Under the lens of examining data sampled using traditional TVLA, power trace data associated with AES s-box configurations most likely do not originate from a normal distribution. Classical SCA strategies rely on an assumption of normality, as has been made evident by the use of parametric statistical tests (i.e., Welch’s t-test). This assumption, based on this study, may be a severe limitation to power-based side-channel analysis. While non-parametric statistical methods have been widely available, they have remained untapped and underused in SCA to this point.

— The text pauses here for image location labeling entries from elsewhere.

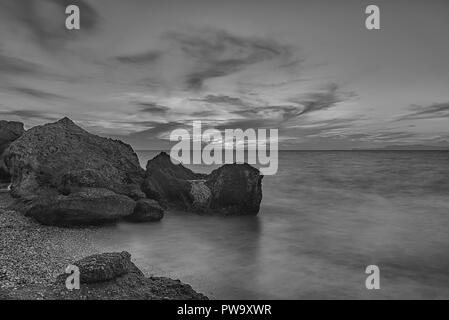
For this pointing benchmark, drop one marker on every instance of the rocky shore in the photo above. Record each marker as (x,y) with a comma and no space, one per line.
(33,258)
(58,175)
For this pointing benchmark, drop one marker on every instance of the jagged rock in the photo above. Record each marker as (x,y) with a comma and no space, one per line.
(146,210)
(169,183)
(236,189)
(62,156)
(105,266)
(9,132)
(233,189)
(88,206)
(113,276)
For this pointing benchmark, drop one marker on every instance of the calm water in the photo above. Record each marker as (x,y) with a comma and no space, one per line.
(324,217)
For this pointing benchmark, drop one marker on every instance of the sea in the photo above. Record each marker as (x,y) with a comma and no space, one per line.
(325,217)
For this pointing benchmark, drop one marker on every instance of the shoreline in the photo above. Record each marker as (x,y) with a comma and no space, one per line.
(34,255)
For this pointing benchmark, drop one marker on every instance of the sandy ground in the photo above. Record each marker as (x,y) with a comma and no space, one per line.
(34,254)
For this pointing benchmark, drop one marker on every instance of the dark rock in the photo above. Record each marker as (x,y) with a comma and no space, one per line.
(110,276)
(106,266)
(61,156)
(169,183)
(146,210)
(9,132)
(233,189)
(236,189)
(85,207)
(5,296)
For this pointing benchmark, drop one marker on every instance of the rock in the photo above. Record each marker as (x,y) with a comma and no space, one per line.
(63,157)
(105,266)
(146,210)
(236,189)
(9,132)
(109,276)
(233,189)
(168,183)
(88,206)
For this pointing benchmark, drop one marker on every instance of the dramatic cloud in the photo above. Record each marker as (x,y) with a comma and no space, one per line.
(217,53)
(44,20)
(143,58)
(34,93)
(152,108)
(322,100)
(435,111)
(29,115)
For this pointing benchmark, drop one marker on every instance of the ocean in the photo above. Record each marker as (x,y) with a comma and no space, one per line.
(325,216)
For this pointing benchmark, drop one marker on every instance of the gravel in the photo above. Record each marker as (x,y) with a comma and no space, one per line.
(32,254)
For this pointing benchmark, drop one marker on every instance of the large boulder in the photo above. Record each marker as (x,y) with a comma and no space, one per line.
(146,210)
(169,183)
(233,189)
(9,132)
(63,175)
(111,276)
(61,158)
(105,267)
(90,206)
(236,189)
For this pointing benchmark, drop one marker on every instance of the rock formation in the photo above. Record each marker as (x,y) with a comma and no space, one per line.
(64,175)
(168,183)
(9,132)
(60,158)
(114,276)
(236,189)
(146,210)
(233,189)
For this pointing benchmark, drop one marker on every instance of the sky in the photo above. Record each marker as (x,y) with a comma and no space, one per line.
(139,69)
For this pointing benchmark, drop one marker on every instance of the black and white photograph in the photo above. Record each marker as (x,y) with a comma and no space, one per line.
(239,150)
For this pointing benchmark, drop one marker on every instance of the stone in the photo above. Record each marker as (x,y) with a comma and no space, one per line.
(88,206)
(63,157)
(9,132)
(232,189)
(146,210)
(236,189)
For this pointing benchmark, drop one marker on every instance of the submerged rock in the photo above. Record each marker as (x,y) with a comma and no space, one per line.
(233,189)
(65,176)
(236,189)
(62,156)
(9,132)
(169,183)
(105,267)
(109,276)
(146,210)
(88,206)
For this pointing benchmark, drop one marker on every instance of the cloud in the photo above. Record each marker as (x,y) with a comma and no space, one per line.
(222,99)
(434,111)
(325,99)
(217,53)
(142,58)
(152,108)
(15,65)
(34,93)
(44,20)
(30,114)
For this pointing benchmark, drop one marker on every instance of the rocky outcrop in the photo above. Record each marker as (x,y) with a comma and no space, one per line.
(88,206)
(63,175)
(146,210)
(233,189)
(169,183)
(9,132)
(61,158)
(236,189)
(113,276)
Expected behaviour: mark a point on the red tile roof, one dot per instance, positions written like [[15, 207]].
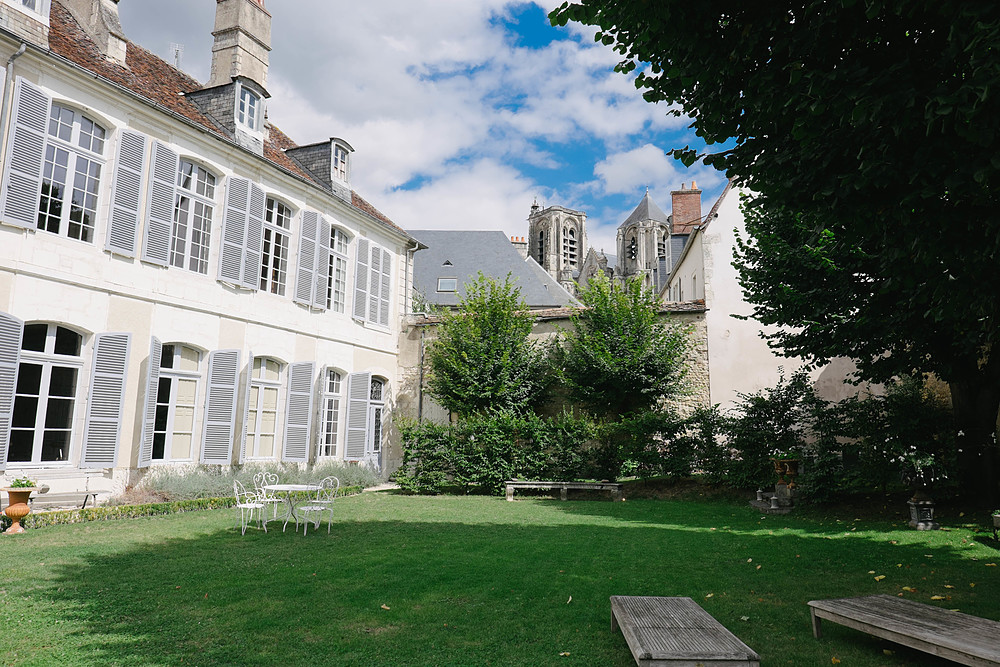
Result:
[[164, 85]]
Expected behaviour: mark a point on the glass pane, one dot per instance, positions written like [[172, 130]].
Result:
[[33, 337], [29, 379], [68, 342], [55, 446], [63, 381]]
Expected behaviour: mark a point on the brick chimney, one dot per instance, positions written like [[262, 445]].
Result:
[[99, 18], [242, 42], [685, 209]]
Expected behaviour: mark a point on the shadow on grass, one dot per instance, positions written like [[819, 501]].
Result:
[[481, 591]]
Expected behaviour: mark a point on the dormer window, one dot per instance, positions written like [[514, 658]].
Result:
[[248, 111]]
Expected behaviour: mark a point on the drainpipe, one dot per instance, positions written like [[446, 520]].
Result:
[[7, 92]]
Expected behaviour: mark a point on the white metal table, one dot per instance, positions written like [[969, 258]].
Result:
[[289, 491]]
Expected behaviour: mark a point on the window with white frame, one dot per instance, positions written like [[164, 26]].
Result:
[[330, 411], [173, 426], [45, 394], [262, 409], [248, 109], [336, 292], [274, 252], [71, 174], [193, 210]]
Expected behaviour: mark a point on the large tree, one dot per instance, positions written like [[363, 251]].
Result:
[[867, 133]]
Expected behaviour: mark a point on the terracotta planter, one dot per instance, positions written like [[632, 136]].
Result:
[[17, 508]]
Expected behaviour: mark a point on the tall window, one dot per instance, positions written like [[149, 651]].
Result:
[[340, 166], [248, 112], [274, 254], [336, 292], [330, 410], [569, 246], [45, 394], [193, 210], [71, 175], [173, 427], [262, 412]]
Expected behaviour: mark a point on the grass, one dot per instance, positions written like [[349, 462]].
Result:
[[405, 580]]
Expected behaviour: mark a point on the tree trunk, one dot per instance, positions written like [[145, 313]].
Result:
[[976, 402]]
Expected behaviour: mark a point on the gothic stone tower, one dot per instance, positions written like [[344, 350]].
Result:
[[557, 240]]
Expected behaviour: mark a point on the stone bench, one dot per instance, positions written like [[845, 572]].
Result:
[[965, 639], [564, 487], [662, 631]]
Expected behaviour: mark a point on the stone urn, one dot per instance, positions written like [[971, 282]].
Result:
[[17, 508]]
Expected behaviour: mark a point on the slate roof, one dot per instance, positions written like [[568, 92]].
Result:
[[162, 85], [469, 252], [646, 210]]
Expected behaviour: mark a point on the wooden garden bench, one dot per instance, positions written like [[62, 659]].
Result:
[[965, 639], [613, 487], [663, 631]]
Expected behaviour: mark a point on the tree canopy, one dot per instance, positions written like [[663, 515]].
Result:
[[865, 131]]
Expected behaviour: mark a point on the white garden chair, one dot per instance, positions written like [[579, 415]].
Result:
[[247, 503], [323, 502]]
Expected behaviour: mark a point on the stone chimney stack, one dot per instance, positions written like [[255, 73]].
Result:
[[99, 18], [685, 209], [242, 42]]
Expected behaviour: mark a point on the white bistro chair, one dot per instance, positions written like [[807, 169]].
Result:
[[247, 503], [323, 502]]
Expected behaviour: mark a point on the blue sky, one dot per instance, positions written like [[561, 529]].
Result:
[[461, 113]]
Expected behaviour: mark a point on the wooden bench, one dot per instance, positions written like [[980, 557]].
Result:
[[613, 487], [664, 631], [968, 640]]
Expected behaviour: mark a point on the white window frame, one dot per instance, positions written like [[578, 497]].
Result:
[[274, 254], [174, 374], [200, 197], [48, 360]]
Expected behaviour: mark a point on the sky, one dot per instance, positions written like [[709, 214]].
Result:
[[461, 113]]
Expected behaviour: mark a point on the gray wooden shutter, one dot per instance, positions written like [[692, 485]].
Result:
[[255, 237], [234, 229], [246, 408], [298, 412], [22, 186], [149, 409], [160, 208], [220, 407], [10, 354], [386, 288], [358, 397], [105, 401], [323, 230], [361, 280], [123, 224], [305, 277]]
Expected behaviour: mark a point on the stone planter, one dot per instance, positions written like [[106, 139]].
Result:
[[17, 508]]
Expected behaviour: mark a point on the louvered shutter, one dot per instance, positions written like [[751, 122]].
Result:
[[105, 401], [358, 397], [149, 410], [298, 412], [305, 278], [10, 353], [22, 186], [234, 229], [220, 407], [246, 408], [323, 230], [123, 224], [255, 237], [386, 288], [160, 208], [361, 280]]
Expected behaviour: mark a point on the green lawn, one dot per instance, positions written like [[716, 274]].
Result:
[[463, 581]]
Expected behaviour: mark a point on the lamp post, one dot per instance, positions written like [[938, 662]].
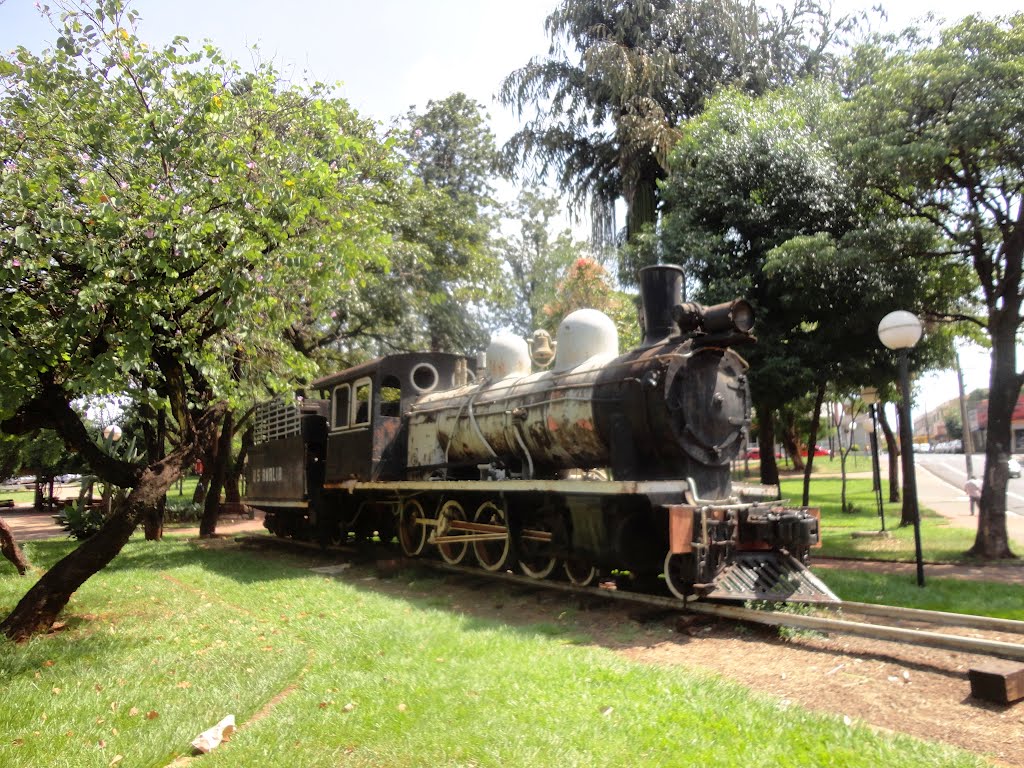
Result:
[[901, 331], [870, 397]]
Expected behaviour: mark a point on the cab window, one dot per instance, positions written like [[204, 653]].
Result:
[[390, 396], [360, 403]]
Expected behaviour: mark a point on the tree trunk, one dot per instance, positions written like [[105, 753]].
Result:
[[766, 439], [232, 492], [892, 452], [10, 550], [208, 525], [41, 605], [199, 496], [819, 399], [907, 513], [991, 541], [153, 521]]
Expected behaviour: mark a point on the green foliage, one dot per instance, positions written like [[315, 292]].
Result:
[[762, 206], [984, 598], [940, 541], [164, 211], [445, 265], [623, 77], [535, 260], [585, 284], [81, 520]]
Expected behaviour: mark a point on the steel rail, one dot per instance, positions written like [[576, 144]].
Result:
[[779, 619], [873, 631], [930, 616]]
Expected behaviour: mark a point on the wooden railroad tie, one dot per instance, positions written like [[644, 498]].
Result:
[[997, 681]]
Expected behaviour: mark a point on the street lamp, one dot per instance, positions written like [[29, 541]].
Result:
[[870, 397], [900, 331]]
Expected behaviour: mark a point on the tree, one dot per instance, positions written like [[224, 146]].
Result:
[[760, 206], [936, 128], [585, 284], [535, 260], [622, 76], [443, 253], [164, 218]]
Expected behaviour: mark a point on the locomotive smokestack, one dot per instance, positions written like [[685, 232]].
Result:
[[660, 290]]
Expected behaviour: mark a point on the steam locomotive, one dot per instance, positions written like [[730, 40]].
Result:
[[596, 464]]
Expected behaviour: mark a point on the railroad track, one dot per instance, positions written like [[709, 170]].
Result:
[[808, 619]]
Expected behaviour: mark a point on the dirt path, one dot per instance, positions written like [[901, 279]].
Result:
[[920, 691], [1008, 573]]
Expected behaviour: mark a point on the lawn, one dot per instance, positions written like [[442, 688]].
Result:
[[326, 672]]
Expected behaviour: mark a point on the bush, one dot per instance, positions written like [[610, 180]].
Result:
[[81, 520], [181, 509]]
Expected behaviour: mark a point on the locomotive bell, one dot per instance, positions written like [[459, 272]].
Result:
[[660, 292], [542, 348]]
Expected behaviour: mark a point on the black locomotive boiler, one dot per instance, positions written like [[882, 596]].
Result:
[[603, 463]]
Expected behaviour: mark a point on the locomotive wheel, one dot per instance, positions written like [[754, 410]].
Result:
[[581, 572], [678, 571], [493, 555], [412, 534], [534, 560], [451, 552]]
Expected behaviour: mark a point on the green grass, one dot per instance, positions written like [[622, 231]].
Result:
[[360, 679], [940, 541], [953, 595], [855, 462]]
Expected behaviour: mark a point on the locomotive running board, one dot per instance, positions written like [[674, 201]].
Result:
[[770, 577]]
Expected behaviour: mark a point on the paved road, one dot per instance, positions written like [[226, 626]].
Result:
[[952, 469]]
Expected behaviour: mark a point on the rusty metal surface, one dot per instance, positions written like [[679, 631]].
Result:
[[768, 576], [276, 470], [551, 414]]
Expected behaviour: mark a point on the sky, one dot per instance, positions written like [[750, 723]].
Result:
[[392, 54]]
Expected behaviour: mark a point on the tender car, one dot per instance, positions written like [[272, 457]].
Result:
[[818, 451], [1014, 466]]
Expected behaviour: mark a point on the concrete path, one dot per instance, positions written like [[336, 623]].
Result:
[[27, 524]]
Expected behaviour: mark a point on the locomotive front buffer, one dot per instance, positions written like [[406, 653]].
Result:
[[755, 551]]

As the field continues to evolve and move towards more complex and varied analysis, equivalent non-parametric approaches should be examined for viability in both leakage exploitation and leakage detection related to power-based side-channel analysis. One natural extension of this work lies in applying parametric and non-parametric statistical methods to a larger set of s-box configurations with varying nonlinearity measures to establish a baseline of performance for each class of tests. Another possible direction would encompass an analysis centered on different microprocessor architectures.